Daraufhin kommt es innerhalb der Behörde zu Szenen, die laut Breyer das “Vertrauen in eine gerechte und rechtsstaatliche Polizei” erschüttern würden: “Das Landeskriminalamt soll […] die ermittelnden Beamte mit allen Mitteln daran gehindert haben, diese in der Verfahrensakte vollständig zu protokollieren und vor Gericht zu bezeugen. Der Leiter des Rechtsreferats der Polizeiabteilung des Innenministeriums soll das Strafgericht in die Irre geführt haben. Die hochverdienten Kriminalbeamten, die das nicht hinnehmen wollten, sind massiv unter Druck gesetzt und schließlich gegen ihren Willen umgesetzt worden. Einer von ihnen erstattete Strafanzeige und Dienstaufsichtsbeschwerde gegen die Verantwortlichen – erfolglos. Der heutige Landespolizeidirektor Ralf Höhs, der selbst Gegenstand der Vorwürfe war, versuchte einen der Ermittler für psychisch dienstunfähig erklären zu lassen” (https://www.patrick-breyer.de/?p=570698). Nach mehr als einem Jahr hat der Parlamentarische Untersuchungssausschuss zu unglaubwürdigen Gedächtnislücken, Aussageverweigerungen, bizarren Verkleidungen, dem Streit über das Verwenden von Aussagen aus nicht-öffentlichen Anhörungen, der Diskussion um die als “Maulkorb” bezeichnete eingeschränkte Aussagegenehmigung etc. geführt, die Vorwürfe aber nicht hinreichend aufgeklärt. Selbst der frühere Landespolizeidirektor gab an, die polizeiinternen Ermittlungen seien auf eine “Mauer des Schweigens” gestoßen (https://www.ndr.de/nachrichten/schleswig-holstein/Rocker-Ausschuss-Neue-Vorwuerfe-und-ein-schwieriger-Zeuge,rocker884.html), einen Eindruck, den so manches Untersuchungsausschussmitglied auch von den zermürbenden Versuchen der Wahrheitsfindung in diesem Gremium bekam. Der CDU-Politiker und PUA-Vorsitzende Claus Christian Claussen kommt dennoch zu der verharmlosenden Einschätzung, es habe “den einen oder anderen Fehler gegeben”, Polizei und Staatsanwaltschaft seien aber “keine schwerwiegenden Vorwürfe zu machen” (https://www.kn-online.de/Nachrichten/Schleswig-Holstein/CDU-Mann-Claussen-sieht-in-Rockeraffaere-Vorwuerfe-teils-entkraeftet).
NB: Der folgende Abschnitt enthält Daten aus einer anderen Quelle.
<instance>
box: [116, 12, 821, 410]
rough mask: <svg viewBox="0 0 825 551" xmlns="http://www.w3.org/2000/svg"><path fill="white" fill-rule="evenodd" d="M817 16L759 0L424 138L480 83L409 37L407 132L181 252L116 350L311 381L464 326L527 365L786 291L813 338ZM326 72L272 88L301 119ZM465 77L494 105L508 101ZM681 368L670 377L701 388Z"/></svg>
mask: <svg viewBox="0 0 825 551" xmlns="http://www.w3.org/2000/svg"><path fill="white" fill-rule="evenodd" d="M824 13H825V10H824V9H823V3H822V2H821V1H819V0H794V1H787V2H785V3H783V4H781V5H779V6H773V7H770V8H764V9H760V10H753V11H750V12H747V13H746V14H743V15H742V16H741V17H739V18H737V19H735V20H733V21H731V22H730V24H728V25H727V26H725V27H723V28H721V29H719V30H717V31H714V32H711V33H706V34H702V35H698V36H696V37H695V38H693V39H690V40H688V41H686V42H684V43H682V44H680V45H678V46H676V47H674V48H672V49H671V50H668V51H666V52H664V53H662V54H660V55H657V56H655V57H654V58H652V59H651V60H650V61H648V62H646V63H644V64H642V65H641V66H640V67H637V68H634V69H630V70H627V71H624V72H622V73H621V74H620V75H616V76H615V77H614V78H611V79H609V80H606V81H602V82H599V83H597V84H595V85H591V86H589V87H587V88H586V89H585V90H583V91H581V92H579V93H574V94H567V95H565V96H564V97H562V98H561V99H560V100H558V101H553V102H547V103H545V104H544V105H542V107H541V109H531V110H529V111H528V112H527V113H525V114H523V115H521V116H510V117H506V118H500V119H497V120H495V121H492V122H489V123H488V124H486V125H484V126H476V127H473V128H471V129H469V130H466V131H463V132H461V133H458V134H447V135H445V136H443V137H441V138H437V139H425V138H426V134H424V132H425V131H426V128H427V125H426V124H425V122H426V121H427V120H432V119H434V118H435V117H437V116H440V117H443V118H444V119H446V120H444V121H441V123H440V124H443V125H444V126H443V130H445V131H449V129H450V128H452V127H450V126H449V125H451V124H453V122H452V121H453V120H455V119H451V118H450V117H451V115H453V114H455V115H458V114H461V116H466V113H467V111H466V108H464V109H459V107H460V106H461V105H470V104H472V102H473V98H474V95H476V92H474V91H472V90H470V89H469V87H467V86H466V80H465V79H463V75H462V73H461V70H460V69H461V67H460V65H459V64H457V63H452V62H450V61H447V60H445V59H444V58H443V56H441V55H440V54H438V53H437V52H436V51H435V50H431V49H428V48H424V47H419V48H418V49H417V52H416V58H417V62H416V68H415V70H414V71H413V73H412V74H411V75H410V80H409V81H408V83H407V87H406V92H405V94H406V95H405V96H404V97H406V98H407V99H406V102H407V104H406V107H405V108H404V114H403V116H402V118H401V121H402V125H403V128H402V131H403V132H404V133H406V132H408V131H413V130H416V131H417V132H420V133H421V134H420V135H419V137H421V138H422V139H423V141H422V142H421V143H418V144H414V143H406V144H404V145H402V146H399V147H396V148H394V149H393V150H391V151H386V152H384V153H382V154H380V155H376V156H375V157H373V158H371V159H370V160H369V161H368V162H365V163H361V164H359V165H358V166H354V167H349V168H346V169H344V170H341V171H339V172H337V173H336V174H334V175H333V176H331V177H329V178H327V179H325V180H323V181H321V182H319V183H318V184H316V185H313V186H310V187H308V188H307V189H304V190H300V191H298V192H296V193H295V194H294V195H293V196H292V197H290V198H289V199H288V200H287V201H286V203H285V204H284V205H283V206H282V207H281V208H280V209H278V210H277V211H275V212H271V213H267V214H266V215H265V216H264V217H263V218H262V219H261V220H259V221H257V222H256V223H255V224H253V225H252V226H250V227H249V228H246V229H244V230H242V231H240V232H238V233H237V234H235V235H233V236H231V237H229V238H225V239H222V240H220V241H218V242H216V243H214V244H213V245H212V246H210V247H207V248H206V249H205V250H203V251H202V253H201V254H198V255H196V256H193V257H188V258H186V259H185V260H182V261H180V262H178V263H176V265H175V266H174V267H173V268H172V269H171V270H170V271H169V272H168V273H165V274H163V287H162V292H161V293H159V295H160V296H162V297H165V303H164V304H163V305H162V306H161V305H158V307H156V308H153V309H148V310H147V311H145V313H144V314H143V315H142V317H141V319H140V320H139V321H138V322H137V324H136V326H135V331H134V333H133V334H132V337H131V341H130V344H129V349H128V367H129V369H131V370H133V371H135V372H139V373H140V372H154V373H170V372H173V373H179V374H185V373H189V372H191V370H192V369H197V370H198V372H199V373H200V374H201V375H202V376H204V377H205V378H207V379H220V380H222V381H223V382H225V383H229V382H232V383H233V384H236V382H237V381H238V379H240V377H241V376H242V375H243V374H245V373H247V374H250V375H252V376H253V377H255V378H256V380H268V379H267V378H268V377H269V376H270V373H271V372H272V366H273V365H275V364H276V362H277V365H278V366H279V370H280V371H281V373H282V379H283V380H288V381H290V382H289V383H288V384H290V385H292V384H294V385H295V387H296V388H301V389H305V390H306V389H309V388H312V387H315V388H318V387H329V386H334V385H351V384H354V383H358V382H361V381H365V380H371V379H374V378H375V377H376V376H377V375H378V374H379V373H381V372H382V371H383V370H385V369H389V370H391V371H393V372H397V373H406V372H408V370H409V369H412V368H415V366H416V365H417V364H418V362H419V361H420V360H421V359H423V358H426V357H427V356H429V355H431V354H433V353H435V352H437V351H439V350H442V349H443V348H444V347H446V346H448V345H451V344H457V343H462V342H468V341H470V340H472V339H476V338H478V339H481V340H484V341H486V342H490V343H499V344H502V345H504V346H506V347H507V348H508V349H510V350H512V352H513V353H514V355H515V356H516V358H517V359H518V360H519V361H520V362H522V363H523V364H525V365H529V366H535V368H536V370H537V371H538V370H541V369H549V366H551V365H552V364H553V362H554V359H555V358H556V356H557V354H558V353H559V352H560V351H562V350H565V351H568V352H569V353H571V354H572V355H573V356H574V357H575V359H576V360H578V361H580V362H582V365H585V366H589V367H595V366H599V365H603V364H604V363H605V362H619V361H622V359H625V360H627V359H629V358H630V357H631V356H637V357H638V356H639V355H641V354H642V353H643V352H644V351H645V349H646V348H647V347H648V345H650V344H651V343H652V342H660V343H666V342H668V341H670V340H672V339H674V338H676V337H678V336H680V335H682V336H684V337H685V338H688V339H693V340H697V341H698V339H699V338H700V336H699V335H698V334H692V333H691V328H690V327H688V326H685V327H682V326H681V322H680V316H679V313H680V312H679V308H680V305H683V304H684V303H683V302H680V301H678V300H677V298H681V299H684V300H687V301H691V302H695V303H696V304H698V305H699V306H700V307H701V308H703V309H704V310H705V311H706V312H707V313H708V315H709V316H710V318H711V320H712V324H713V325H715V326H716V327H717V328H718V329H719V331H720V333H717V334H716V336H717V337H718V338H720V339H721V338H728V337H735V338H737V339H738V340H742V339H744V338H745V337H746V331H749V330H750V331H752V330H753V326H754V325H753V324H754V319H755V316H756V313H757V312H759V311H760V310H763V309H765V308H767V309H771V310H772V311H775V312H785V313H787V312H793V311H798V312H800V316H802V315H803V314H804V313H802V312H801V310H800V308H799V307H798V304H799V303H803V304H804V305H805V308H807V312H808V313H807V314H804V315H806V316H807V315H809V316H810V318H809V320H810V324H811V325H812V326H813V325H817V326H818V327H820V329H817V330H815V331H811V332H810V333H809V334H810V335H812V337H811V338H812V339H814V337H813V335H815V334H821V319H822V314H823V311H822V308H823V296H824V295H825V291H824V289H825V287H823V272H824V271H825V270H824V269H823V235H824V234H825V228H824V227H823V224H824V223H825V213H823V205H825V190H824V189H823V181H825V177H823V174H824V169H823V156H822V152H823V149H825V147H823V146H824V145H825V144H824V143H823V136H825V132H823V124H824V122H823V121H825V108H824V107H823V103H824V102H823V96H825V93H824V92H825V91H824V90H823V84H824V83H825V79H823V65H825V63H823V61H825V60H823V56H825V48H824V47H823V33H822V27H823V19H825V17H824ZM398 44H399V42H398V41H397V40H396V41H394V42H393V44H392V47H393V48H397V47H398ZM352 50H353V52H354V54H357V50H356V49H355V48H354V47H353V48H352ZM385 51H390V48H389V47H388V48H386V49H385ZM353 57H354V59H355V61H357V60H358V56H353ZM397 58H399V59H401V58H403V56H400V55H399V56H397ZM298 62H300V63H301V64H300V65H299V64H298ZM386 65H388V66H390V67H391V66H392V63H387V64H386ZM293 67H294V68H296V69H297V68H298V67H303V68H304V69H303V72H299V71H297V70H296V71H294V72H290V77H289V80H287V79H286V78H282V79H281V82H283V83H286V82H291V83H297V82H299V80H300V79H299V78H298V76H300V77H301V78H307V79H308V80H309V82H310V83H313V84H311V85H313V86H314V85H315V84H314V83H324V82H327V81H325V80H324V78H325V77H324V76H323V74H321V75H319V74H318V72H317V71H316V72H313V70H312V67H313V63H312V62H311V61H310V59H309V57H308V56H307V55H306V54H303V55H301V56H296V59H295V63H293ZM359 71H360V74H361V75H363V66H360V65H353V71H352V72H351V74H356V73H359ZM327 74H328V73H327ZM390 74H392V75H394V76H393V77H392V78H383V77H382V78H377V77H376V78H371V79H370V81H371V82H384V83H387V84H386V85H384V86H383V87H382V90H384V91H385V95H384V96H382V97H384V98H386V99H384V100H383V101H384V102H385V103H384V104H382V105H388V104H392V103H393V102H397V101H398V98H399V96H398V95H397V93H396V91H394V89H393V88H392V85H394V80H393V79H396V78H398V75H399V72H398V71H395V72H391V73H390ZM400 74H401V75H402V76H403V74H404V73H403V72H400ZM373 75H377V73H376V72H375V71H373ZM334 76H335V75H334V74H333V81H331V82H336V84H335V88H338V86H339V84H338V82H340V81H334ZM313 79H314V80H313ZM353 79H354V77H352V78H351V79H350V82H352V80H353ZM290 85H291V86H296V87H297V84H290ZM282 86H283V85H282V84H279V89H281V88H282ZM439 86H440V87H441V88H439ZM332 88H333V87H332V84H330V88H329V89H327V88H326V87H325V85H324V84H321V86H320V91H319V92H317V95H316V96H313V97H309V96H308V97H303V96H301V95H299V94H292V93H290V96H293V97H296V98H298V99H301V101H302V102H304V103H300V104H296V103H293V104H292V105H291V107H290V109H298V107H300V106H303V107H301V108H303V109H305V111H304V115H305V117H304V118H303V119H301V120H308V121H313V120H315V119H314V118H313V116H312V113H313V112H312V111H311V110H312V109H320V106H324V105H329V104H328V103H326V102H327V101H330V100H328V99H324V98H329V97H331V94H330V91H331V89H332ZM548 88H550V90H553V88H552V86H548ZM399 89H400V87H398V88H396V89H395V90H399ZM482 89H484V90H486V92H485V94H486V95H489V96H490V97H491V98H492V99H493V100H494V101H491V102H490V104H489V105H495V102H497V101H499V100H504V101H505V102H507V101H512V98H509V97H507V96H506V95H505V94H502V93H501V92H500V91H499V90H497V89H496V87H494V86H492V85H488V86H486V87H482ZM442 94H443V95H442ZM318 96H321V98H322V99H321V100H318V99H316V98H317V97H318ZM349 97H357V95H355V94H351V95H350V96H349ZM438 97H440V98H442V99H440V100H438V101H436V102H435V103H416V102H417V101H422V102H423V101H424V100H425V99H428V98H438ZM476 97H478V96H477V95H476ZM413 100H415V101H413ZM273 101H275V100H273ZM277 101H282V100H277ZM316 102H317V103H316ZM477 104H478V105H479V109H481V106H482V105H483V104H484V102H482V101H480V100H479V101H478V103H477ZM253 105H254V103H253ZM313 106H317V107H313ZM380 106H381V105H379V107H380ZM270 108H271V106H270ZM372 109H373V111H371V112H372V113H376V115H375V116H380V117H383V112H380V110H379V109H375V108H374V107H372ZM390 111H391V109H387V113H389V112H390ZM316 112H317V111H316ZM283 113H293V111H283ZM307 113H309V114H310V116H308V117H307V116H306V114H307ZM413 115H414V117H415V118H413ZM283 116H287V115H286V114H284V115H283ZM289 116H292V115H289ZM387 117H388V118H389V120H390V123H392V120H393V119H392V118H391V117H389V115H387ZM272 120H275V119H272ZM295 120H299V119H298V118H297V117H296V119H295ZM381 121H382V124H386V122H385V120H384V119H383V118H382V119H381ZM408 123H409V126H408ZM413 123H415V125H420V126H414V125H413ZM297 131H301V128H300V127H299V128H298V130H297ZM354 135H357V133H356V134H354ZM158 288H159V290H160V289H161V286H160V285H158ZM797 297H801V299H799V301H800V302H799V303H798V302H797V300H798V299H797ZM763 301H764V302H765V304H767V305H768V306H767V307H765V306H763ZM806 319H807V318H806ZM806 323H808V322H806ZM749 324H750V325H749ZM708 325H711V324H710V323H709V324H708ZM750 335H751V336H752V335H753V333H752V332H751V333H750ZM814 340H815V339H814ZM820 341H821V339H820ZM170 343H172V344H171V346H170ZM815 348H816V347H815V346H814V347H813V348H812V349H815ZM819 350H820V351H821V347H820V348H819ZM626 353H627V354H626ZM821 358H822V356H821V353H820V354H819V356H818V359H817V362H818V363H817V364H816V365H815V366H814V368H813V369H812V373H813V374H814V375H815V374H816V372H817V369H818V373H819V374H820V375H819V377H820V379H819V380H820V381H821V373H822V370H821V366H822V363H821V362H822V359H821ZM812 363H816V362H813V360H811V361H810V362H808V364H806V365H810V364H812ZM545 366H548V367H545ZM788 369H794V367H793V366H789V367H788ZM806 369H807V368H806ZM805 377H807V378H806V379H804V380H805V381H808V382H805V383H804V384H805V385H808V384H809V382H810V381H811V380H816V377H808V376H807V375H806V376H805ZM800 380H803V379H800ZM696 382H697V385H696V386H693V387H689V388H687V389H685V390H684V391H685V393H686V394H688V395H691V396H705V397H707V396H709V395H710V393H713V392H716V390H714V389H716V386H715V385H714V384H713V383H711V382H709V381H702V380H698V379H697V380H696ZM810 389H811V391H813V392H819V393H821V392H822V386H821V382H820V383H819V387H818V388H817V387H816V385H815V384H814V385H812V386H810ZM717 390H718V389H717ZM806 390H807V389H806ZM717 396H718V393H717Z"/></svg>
Dass bei der Polizei im Zuge der Ermittlungen zur Aufklärung des Subway-Überfalls tatsächlich schwerwiegende Pannen passiert sind, bzw. dass diese vermeintlichen Pannen eventuell auch intendiert waren und dem Schutz von V-Personen dienten, soll im Kapitel Subway aufgezeigt werden.